Quando me centro em Portugal (e não me vou focar, hoje, nas múltiplas qualidades intrínsecas de um país à beira-mar plantado, com gastronomia ímpar, um clima de invejar habitado por um povo de brandos costumes que prima pela hospitalidade) não consigo entender como é que em 44 anos de vida, nunca ouvi dizer que Portugal estivesse num período bom, sem crise, com finanças sólidas e bem governado. Houve tempos melhores do que os que hoje vivemos - certamente! - mas nunca nada que nos colocasse no pelotão da frente dos exemplos a seguir.

Há vários desafios para um bom governo em Portugal.

É importante dizer que estes desafios não são exclusivos de Portugal. Bem sabemos que nenhum país é perfeito.

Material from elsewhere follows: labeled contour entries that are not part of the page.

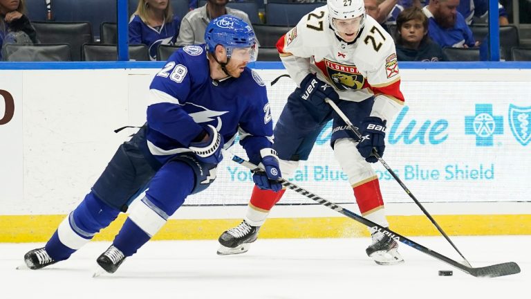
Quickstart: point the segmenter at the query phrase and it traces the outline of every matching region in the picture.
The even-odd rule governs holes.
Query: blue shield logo
[[[531,107],[521,107],[511,104],[509,106],[509,127],[512,135],[522,145],[531,141]]]

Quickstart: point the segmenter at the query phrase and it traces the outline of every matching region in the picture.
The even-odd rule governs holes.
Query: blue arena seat
[[[266,4],[266,24],[295,26],[301,18],[324,3],[268,2]]]
[[[26,16],[31,21],[43,21],[48,19],[46,0],[26,0]]]
[[[451,62],[479,61],[479,48],[442,48],[442,52]]]
[[[100,38],[100,25],[116,22],[116,0],[53,0],[52,20],[65,22],[89,22],[94,37]]]

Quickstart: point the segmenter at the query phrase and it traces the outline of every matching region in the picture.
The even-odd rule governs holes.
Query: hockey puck
[[[439,270],[439,276],[451,276],[454,271],[451,270]]]

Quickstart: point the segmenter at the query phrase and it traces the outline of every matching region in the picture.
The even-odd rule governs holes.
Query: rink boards
[[[148,87],[160,67],[153,65],[0,70],[0,242],[46,239],[75,207],[135,132],[113,130],[145,121]],[[256,65],[274,120],[295,87],[289,78],[270,87],[286,73],[279,66]],[[403,68],[401,73],[406,105],[388,125],[387,163],[450,235],[531,234],[531,69]],[[331,130],[325,128],[310,160],[288,179],[357,212],[348,179],[333,160]],[[385,169],[375,166],[392,227],[405,235],[436,233]],[[216,237],[243,217],[252,188],[246,170],[223,161],[212,188],[187,199],[156,237]],[[295,193],[286,192],[281,203],[262,237],[366,234]],[[110,228],[100,237],[111,238]]]

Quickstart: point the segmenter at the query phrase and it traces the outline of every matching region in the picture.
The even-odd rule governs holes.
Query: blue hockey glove
[[[339,100],[339,96],[334,88],[326,82],[317,79],[317,76],[308,74],[301,82],[302,95],[301,98],[308,100],[319,109],[327,109],[328,104],[324,102],[326,98],[333,101]]]
[[[192,142],[189,149],[197,155],[201,162],[218,164],[223,159],[221,150],[223,148],[223,136],[210,125],[204,127],[208,136],[205,141]]]
[[[282,185],[277,181],[281,176],[279,158],[277,152],[273,149],[265,148],[260,151],[262,161],[259,166],[263,168],[265,172],[256,172],[252,175],[252,180],[258,188],[263,190],[270,190],[279,192],[282,190]]]
[[[387,123],[386,120],[382,120],[381,118],[374,116],[365,118],[362,123],[360,128],[362,140],[356,147],[362,156],[369,163],[378,161],[378,159],[372,154],[373,149],[376,150],[380,157],[384,155],[386,123]]]

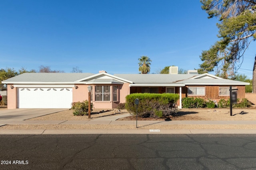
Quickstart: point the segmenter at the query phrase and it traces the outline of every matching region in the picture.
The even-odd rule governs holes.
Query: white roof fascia
[[[203,77],[205,76],[208,76],[209,77],[212,77],[213,78],[217,78],[218,79],[223,79],[222,78],[214,76],[214,75],[211,74],[209,73],[204,73],[202,74],[199,74],[198,76],[195,76],[194,77],[192,77],[189,79],[195,79],[196,78],[200,78],[200,77]]]
[[[14,87],[74,87],[74,84],[14,84]]]
[[[130,84],[130,87],[177,87],[184,86],[185,84]]]
[[[4,84],[74,84],[74,82],[2,82]]]
[[[112,78],[114,78],[114,79],[117,80],[121,80],[121,81],[122,81],[124,82],[128,82],[128,83],[133,83],[133,82],[130,80],[126,80],[126,79],[125,79],[124,78],[121,78],[120,77],[117,77],[116,76],[114,76],[113,75],[112,75],[112,74],[109,74],[107,73],[106,72],[100,72],[99,73],[98,73],[94,75],[93,75],[92,76],[89,76],[88,77],[86,77],[85,78],[82,78],[82,79],[80,79],[80,80],[78,80],[76,81],[75,81],[74,82],[81,82],[82,81],[84,81],[84,80],[88,80],[88,79],[91,79],[92,78],[95,78],[96,77],[97,77],[98,76],[100,76],[102,75],[105,75],[106,76],[109,76],[110,77],[111,77]]]
[[[232,86],[232,85],[250,85],[250,83],[244,82],[243,83],[185,83],[186,85],[223,85],[223,86]]]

No entanto, se desconsiderar os primeiros 14 anos da minha vida (durante os quais não tinha grande consciência política) já lá vão 30 e parece que ouço os mesmos assuntos em modo "repeat"...... é, por isso, natural que comece a ter um bocadinho de pressa (o que dirão aqueles que são mais velhor?), já que olho para a superação desses obstáculos por países que - há uma década - estavam bem atrás de nós.

Como excluo que seja por falta de estudos, inteligência ou competência técnica dos nossos representantes (se compararmos com a generalidade dos seus homólogos Europeus), só me resta a conclusão de que será por falta de vontade..... e, com isso, vivo pior.

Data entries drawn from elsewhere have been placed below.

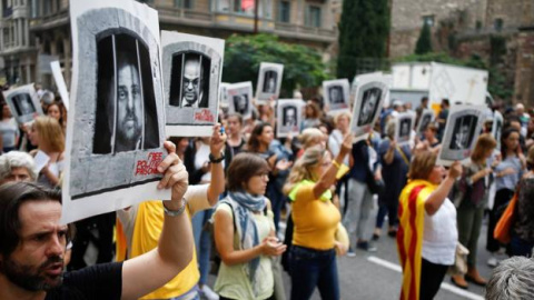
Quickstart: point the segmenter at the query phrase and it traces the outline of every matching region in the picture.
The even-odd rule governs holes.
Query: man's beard
[[[0,272],[3,273],[9,281],[27,291],[48,291],[61,286],[63,281],[62,274],[47,277],[44,273],[47,268],[58,262],[61,262],[62,264],[63,259],[61,257],[49,258],[46,262],[39,266],[36,271],[32,271],[32,267],[8,259],[0,263]]]

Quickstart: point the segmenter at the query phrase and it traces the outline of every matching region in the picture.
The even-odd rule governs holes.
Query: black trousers
[[[423,259],[421,266],[419,300],[434,299],[447,273],[448,267],[449,266],[432,263]]]

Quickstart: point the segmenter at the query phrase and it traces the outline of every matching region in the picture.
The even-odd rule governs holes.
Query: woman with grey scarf
[[[286,246],[275,236],[270,202],[265,197],[269,181],[265,159],[239,153],[227,172],[228,197],[214,216],[215,243],[222,263],[215,291],[219,299],[269,299],[274,292],[270,257]]]

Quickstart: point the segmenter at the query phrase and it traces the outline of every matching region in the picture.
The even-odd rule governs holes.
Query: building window
[[[175,0],[175,7],[184,9],[192,9],[192,0]]]
[[[434,16],[423,16],[423,24],[427,24],[428,27],[434,26]]]
[[[280,1],[278,3],[278,21],[289,23],[290,22],[291,3],[289,1]]]
[[[495,21],[493,22],[493,28],[497,31],[501,31],[503,30],[503,24],[504,24],[503,19],[498,18],[498,19],[495,19]]]
[[[305,24],[307,27],[320,27],[320,7],[309,6],[306,10]]]

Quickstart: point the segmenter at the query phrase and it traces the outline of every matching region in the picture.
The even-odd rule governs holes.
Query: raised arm
[[[337,170],[339,169],[339,166],[342,166],[343,161],[345,160],[345,157],[353,149],[353,134],[347,133],[343,138],[343,144],[342,149],[339,150],[339,154],[332,161],[330,166],[328,166],[328,169],[320,176],[319,181],[315,183],[314,187],[314,196],[316,199],[318,199],[326,190],[328,190],[332,184],[336,182],[336,173]]]
[[[459,161],[455,161],[448,169],[447,177],[442,181],[439,187],[431,193],[425,202],[425,210],[428,216],[433,216],[439,210],[445,199],[447,199],[451,189],[454,186],[454,181],[462,174],[462,164]]]
[[[159,164],[165,173],[158,188],[172,189],[170,201],[164,201],[169,211],[178,211],[188,186],[186,168],[176,154],[176,146],[165,142],[169,154]],[[158,248],[140,257],[127,260],[122,266],[121,299],[138,299],[175,278],[192,259],[191,222],[187,213],[176,217],[165,214],[164,229]]]
[[[226,132],[220,131],[220,123],[214,126],[214,133],[209,140],[209,152],[216,161],[224,154],[222,148],[226,144]],[[210,164],[211,182],[209,182],[208,187],[208,202],[212,207],[219,200],[220,193],[225,191],[225,169],[222,168],[222,161],[211,161]]]

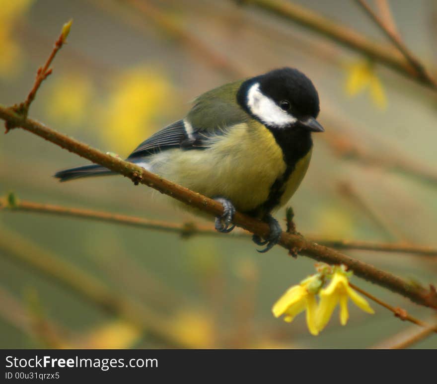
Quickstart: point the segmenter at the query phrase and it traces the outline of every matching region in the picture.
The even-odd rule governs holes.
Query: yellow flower
[[[315,321],[317,307],[316,294],[322,284],[320,276],[317,274],[307,277],[299,285],[291,287],[273,306],[273,314],[276,317],[285,314],[284,319],[291,322],[306,309],[308,329],[311,334],[318,334]]]
[[[317,309],[316,325],[317,330],[323,329],[331,318],[334,309],[340,303],[340,321],[345,325],[348,321],[349,314],[348,311],[348,299],[365,312],[374,313],[367,301],[356,292],[349,286],[348,278],[344,272],[336,271],[329,285],[320,290],[320,302]]]
[[[360,62],[347,68],[346,93],[355,96],[368,88],[373,103],[381,109],[387,107],[387,97],[373,64],[368,61]]]
[[[70,127],[82,124],[92,107],[93,88],[82,75],[56,76],[51,84],[46,112],[56,123]]]
[[[10,77],[19,72],[22,53],[14,39],[13,27],[33,2],[33,0],[0,0],[0,77]]]
[[[173,104],[173,93],[169,79],[158,70],[140,66],[122,73],[99,114],[109,147],[123,155],[132,151],[155,130],[157,118]]]

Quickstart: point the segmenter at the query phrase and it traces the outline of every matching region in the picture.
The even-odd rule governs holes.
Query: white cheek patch
[[[247,106],[250,111],[266,125],[285,128],[297,119],[282,109],[259,89],[259,83],[254,84],[247,93]]]

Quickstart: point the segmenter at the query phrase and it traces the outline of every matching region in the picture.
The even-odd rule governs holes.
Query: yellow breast
[[[272,133],[261,123],[242,123],[211,144],[204,150],[163,152],[155,156],[154,171],[209,197],[225,197],[240,212],[264,203],[286,168]]]

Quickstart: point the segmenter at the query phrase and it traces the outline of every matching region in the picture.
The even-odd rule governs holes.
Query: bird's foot
[[[265,240],[261,240],[261,238],[257,234],[254,234],[252,237],[253,242],[257,245],[265,245],[267,246],[264,249],[257,250],[261,253],[265,253],[271,249],[275,245],[278,244],[282,233],[282,229],[278,220],[275,219],[271,215],[267,216],[267,222],[270,227],[270,233],[269,237]]]
[[[216,218],[216,230],[223,233],[228,233],[235,227],[232,224],[229,227],[236,212],[235,207],[230,201],[223,197],[216,197],[214,200],[223,205],[223,214]]]

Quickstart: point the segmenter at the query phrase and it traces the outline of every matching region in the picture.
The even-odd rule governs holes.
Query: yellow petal
[[[320,295],[333,295],[339,288],[346,288],[348,285],[347,278],[342,273],[335,273],[329,285],[320,291]]]
[[[306,290],[300,285],[291,287],[280,298],[272,308],[275,317],[279,317],[293,304],[301,301],[306,295]]]
[[[289,319],[288,322],[292,321],[299,313],[305,310],[306,307],[306,301],[304,298],[290,306],[285,311],[285,314]]]
[[[306,325],[312,335],[317,336],[319,330],[316,325],[317,302],[314,295],[308,295],[306,298]]]
[[[350,96],[360,93],[369,84],[371,71],[366,62],[351,66],[348,73],[346,80],[346,93]]]
[[[381,109],[387,107],[387,97],[382,84],[379,79],[374,75],[370,81],[370,96],[375,104]]]
[[[321,294],[320,302],[316,316],[316,326],[319,331],[328,324],[339,299],[339,295],[337,294],[333,295]]]
[[[367,312],[368,313],[375,313],[375,311],[370,307],[367,301],[357,293],[349,285],[346,288],[346,291],[348,293],[348,296],[359,308],[363,309],[364,312]]]
[[[349,318],[348,312],[348,296],[342,295],[340,297],[340,322],[342,325],[346,325]]]

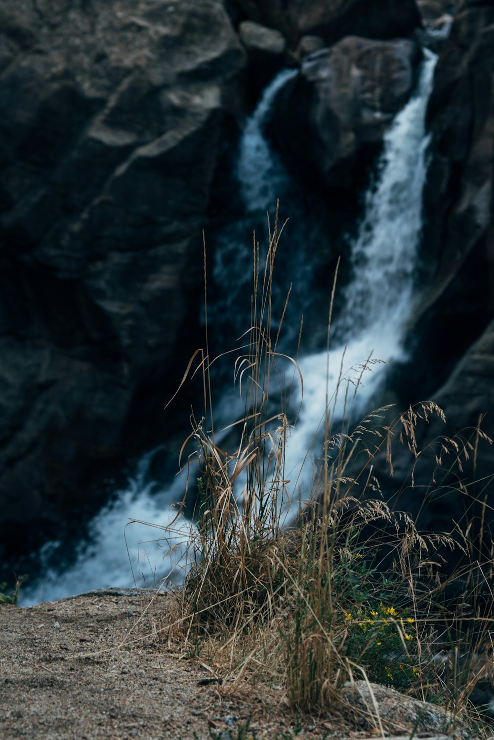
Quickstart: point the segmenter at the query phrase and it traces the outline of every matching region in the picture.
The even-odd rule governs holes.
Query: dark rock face
[[[484,527],[482,554],[487,557],[494,534],[494,449],[476,428],[481,420],[480,429],[494,439],[493,377],[494,322],[491,321],[433,394],[445,411],[446,422],[433,416],[428,423],[419,422],[416,434],[419,457],[414,460],[406,446],[396,447],[394,475],[385,485],[396,508],[409,512],[421,530],[449,532],[457,522],[465,531],[470,525],[471,540],[480,547],[479,533]],[[458,447],[448,441],[451,438]],[[448,554],[444,571],[455,570],[460,554],[459,551]]]
[[[422,394],[425,388],[444,408],[446,425],[425,426],[419,444],[425,448],[439,434],[452,437],[466,430],[462,437],[476,451],[470,450],[470,460],[463,460],[459,478],[477,482],[470,485],[468,494],[462,491],[449,474],[454,454],[444,455],[435,478],[438,483],[451,483],[447,498],[431,495],[424,502],[423,491],[429,488],[436,466],[432,453],[427,454],[416,468],[416,488],[407,488],[399,505],[416,514],[424,504],[421,524],[440,531],[450,528],[452,514],[459,521],[472,505],[461,523],[470,522],[475,534],[486,494],[489,505],[482,516],[494,524],[494,448],[477,440],[473,431],[485,415],[481,428],[494,438],[494,6],[489,0],[459,4],[436,67],[429,124],[432,160],[424,202],[424,287],[410,346],[421,358],[414,370],[417,387]],[[424,368],[429,369],[428,377]],[[390,491],[401,487],[407,470],[410,457],[400,451]],[[487,540],[490,547],[488,537],[484,544]]]
[[[427,357],[454,328],[455,341],[449,342],[454,360],[494,315],[492,3],[460,4],[436,67],[428,117],[433,138],[424,194],[426,287],[412,332],[422,337],[419,351]],[[434,390],[432,383],[429,390]]]
[[[425,23],[433,22],[441,16],[452,16],[455,0],[417,0],[420,15]]]
[[[84,500],[139,393],[181,374],[244,64],[220,0],[1,4],[3,523]]]
[[[277,99],[277,137],[308,175],[349,186],[362,147],[382,140],[421,59],[412,41],[348,36],[309,56]]]
[[[281,30],[294,45],[307,34],[334,42],[355,34],[407,36],[420,26],[415,0],[235,0],[248,18]]]
[[[254,98],[285,63],[286,41],[280,31],[254,21],[243,21],[238,27],[250,65],[249,78]]]

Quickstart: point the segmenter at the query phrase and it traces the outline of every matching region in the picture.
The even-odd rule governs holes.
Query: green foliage
[[[10,593],[5,593],[7,583],[0,583],[0,604],[10,604],[15,606],[18,600],[19,588],[23,583],[26,582],[27,578],[28,576],[26,574],[19,576],[16,581],[13,591]]]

A corrupção é um problema persistente em Portugal, que mina a confiança no Governo e impede a implementação eficaz de políticas públicas urgentes. A falta de transparência e a impunidade dos casos de corrupção contribuem para a perpetuação desse problema. Ligado a este, a prática do favorecimento de amigos, familiares e aliados políticos em detrimento do interesse público é um desafio gritante. O clientelismo compromete a meritocracia e a eficácia da administração pública, resultando em decisões políticas e contratações inadequadas.

Portugal enfrenta desafios significativos em termos de crescimento económico. Somos um país pobre, pouco produtivo, com parcas medidas de fomento à indústria, ténue foco nos jovens e na massa do nosso tecido empresarial: as PMEs. Aqueles que querem mudar alguma coisa em Portugal, seja a ter mais filhos, a investir e/ou a criar novos negócios cada vez são mais estrangulados.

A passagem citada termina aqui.